Researchers provide new insights into the pathogenesis of epilepsy

by Foundation For Research and Technology – Hellas, Foundation for Research and Technology – Hellas


The laboratories of Drs. Peyman Golshani at the University of California in Los Angeles, Tristan Shuman at Mount Sinai Hospital in New York, and Panayiota Poirazi at the Institute of Molecular Biology & Biotechnology (IMBB) at the Foundation for Research and Technology Hellas (FORTH),collaborated in order to uncover how epilepsy affects spatial navigation in epileptic mice. This study is the first to demonstrate that a particular feature of epilepsy—namely the desynchronization of interneuronal populations in the hippocampus—causes deficits in spatial information coding. This work is published in the scientific journal Nature Neuroscience, and is likely to have important implications for epilepsy-related dysfunctions.

Credit: Dr. Panayiota Poirazi

It is widely known that the hippocampus, a brain area that is well-preserved across species, is involved in the encoding of spatial information, namely information regarding an animal’s location in space. This information is used to enable animals to navigate effectively in different environments. The hippocampus is divided into distinct subareas that process such spatial information. For this study, the researchers focused on two areas: the dentate gyrus (dg) and the area cornu ammonis 1 (CA1), which serves as the output of the hippocampus. While the neuronal mechanisms of spatial coding by CA1 neurons are well characterized under healthy conditions, the effects of epilepsy remain unknown.

The current study used a multitude of techniques to investigate the network mechanisms that underlie spatial coding deficits in epileptic mice. The researchers found increased interneuronal death in area CA1 of epileptic animals, along with a significant desynchronization between CA1 and dentate gyrus interneurons. To pin down which of these alterations has a causal effect on spatial coding, the authors combined molecular analyses, in vivo cellular imaging, in vivo electrophysiology and computational modeling.

Using a novel, wire-free two-photon miniscope, the teams of Drs. Golshani and Shuman monitored the activity of CA1 pyramidal neurons as mice ran on treadmills laden with various sights and sounds, some familiar and others new. This allowed the researchers to examine how the animals’ brains responded, as they freely explored their surroundings.
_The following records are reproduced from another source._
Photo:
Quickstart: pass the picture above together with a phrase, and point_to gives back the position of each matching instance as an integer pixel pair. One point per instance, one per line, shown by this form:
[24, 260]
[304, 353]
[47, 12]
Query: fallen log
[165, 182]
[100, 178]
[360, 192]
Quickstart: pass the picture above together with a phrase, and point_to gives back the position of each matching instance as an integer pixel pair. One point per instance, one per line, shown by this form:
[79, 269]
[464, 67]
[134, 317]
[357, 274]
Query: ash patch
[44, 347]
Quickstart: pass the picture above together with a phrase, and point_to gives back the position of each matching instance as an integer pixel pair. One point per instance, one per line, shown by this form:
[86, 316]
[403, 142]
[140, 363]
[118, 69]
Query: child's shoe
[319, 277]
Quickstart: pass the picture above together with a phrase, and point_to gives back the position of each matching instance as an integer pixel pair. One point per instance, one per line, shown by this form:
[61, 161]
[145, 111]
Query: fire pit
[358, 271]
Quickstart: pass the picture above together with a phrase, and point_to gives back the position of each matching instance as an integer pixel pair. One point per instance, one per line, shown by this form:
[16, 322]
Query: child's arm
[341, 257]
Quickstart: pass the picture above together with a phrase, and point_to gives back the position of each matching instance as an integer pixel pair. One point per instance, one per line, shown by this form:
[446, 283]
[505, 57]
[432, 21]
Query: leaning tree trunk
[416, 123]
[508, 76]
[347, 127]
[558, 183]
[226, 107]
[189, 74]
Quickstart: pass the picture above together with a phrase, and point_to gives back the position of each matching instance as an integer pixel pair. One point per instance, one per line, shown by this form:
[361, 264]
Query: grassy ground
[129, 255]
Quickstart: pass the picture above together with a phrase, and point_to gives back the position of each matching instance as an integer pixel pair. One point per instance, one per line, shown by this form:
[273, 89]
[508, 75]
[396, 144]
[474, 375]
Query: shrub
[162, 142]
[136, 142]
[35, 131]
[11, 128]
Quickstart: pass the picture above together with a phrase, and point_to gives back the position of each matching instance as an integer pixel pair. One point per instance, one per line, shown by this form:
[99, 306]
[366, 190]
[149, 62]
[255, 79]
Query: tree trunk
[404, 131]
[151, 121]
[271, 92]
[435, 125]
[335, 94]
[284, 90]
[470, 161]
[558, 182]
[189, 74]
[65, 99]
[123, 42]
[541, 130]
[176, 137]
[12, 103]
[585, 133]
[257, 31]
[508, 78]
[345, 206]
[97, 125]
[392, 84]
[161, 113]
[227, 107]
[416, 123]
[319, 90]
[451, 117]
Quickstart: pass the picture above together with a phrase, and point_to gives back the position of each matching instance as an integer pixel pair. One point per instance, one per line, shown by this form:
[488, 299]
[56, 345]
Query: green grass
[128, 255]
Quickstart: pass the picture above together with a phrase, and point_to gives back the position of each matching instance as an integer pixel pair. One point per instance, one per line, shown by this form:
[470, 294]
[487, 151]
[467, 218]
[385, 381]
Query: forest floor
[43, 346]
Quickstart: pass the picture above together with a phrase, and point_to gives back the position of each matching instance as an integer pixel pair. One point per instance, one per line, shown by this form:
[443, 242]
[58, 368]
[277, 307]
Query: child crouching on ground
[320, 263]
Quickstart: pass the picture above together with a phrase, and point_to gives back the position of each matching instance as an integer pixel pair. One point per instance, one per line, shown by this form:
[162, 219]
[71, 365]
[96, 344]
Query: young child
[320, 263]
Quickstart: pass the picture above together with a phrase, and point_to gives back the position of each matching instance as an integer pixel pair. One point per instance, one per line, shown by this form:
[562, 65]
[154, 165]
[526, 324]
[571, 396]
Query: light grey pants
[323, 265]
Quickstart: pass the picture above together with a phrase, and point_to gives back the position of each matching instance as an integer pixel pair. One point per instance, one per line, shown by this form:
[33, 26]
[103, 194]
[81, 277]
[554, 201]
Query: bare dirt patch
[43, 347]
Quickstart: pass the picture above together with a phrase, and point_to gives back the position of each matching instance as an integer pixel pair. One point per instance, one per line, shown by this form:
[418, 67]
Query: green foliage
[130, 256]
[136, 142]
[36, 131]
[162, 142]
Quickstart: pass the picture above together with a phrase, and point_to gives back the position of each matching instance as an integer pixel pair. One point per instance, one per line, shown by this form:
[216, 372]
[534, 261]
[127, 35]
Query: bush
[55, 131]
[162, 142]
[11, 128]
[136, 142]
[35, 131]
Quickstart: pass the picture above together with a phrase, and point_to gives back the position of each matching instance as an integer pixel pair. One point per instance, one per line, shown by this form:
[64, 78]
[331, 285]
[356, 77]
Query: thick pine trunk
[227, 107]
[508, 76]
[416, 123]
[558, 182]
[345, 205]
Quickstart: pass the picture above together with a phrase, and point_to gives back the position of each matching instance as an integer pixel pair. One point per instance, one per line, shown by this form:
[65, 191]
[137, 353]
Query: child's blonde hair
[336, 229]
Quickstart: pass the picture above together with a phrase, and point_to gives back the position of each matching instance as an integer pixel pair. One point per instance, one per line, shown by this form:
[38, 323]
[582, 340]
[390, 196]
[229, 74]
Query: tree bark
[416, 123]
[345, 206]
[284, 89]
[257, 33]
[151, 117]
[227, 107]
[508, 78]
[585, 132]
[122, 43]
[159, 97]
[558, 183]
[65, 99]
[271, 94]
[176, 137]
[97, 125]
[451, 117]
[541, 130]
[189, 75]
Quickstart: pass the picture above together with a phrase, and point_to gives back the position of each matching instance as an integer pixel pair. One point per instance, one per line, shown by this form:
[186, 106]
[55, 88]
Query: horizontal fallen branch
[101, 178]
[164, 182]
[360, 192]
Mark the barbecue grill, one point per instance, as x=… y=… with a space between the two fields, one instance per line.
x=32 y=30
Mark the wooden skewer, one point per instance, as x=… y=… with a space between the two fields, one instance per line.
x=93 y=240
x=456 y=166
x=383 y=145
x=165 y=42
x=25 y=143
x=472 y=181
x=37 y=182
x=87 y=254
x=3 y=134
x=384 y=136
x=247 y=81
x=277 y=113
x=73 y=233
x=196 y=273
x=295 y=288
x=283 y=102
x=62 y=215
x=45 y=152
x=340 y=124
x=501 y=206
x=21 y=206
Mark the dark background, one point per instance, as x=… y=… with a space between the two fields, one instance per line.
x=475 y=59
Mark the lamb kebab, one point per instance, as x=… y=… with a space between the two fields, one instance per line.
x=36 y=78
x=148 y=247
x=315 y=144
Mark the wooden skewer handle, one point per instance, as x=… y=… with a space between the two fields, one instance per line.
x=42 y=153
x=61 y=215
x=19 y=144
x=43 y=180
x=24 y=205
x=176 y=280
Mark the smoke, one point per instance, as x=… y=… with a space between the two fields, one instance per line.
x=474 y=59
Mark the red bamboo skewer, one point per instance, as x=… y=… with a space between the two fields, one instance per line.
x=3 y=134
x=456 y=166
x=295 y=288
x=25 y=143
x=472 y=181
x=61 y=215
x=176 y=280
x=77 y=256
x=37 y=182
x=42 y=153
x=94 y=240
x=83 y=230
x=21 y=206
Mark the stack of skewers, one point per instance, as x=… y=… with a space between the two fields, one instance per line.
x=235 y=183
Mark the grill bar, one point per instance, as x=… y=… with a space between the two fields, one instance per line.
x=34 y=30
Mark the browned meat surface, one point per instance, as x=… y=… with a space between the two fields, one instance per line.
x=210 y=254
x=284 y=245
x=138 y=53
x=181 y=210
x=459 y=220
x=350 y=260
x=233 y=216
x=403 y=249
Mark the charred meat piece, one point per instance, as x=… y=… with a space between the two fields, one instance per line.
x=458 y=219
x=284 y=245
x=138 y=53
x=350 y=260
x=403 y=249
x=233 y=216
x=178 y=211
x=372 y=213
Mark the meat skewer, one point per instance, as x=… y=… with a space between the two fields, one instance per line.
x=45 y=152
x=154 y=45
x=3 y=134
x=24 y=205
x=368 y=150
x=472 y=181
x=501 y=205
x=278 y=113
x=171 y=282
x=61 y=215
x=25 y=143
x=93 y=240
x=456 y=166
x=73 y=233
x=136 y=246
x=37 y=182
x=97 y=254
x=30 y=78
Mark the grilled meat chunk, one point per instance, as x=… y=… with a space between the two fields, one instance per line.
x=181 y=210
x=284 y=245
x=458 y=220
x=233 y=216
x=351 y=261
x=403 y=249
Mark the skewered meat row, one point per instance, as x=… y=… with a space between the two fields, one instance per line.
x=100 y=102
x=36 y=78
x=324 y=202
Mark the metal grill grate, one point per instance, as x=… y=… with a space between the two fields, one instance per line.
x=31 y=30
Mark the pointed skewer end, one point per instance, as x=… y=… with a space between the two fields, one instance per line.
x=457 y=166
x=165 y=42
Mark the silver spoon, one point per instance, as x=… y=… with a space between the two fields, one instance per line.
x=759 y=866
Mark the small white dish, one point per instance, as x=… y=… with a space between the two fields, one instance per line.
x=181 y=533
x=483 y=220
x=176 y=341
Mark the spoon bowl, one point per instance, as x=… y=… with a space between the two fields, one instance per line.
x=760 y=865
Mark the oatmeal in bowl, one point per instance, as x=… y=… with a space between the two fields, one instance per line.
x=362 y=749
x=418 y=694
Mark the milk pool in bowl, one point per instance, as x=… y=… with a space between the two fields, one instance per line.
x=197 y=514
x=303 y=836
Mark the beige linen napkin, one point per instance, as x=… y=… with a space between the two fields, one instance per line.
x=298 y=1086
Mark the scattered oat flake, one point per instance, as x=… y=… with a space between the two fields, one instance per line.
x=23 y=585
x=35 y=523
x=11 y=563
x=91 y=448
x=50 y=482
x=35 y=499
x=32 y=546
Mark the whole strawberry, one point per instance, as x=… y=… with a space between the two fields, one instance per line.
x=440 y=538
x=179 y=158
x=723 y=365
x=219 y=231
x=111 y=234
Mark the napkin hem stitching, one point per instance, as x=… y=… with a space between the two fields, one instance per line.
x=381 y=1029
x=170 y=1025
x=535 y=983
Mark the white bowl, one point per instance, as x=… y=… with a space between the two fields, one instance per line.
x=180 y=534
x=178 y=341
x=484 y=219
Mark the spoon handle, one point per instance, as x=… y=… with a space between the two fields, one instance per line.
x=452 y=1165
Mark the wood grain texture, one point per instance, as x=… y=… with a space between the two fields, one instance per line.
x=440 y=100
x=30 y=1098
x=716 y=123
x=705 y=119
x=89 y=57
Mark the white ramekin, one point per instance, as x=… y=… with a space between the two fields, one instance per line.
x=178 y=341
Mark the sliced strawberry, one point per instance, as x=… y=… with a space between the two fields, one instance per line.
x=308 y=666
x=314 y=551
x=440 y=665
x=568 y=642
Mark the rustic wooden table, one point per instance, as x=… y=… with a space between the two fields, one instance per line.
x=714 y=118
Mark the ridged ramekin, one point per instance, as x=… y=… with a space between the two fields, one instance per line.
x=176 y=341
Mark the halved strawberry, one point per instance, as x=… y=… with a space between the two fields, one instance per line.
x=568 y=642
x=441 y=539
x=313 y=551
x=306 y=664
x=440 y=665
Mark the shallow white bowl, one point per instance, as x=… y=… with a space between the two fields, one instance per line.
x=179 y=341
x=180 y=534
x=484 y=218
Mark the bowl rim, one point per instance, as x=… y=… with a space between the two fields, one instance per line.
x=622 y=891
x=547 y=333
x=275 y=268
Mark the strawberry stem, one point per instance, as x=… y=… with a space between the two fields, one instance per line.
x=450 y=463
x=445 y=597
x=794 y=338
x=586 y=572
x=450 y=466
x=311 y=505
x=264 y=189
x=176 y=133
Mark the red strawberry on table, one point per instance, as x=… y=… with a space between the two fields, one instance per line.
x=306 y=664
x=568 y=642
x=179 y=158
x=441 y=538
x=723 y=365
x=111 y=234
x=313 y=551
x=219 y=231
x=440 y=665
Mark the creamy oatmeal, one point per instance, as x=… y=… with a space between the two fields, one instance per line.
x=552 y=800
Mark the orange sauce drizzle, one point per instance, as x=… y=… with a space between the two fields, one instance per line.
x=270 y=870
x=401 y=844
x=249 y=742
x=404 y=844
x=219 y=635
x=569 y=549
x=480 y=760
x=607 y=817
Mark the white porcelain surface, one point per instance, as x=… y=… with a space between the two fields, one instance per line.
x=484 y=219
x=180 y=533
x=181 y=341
They found that the number of cells encoding the animal’s location in CA1, so-called place cells, was reduced in epileptic animals, while those that remained functional were unstable and less informative compared to the cells of healthy mice. Complementary data from silicon probes demonstrated that interneuronal populations between the DG and CA1 areas were out of sync in epileptic but not in healthy mice.

Ioanna Pandi, Panayiota Poirazi,Spiros Chavlis. Credit: Christos Tsoumplekas


Computational modeling undertaken by the team of Dr. Poirazi at IMBB incorporated both of these findings in computational models. Specifically, with the help of Ph.D. student Ioanna Pandi, IMBB postdoctoral researcher Spiros Chavlis developed a detailed CA1 circuit model that simulated spatial coding in both healthy and epileptic virtual mice while navigating respective virtual environments. The IMBB team simulated epilepsy by removing specific interneuronal populations from the CA1 circuit and by changing the timings of the incoming inputs into the CA1 area. These in silico manipulations revealed that temporally precise intrahippocampal communication is critical for the encoding of spatial information by CA1 place cells. Epilepsy-induced desynchronization of these inputs significantly impairs the animals’ ability to encode spatial information while the respective interneuronal loss has a minor effect.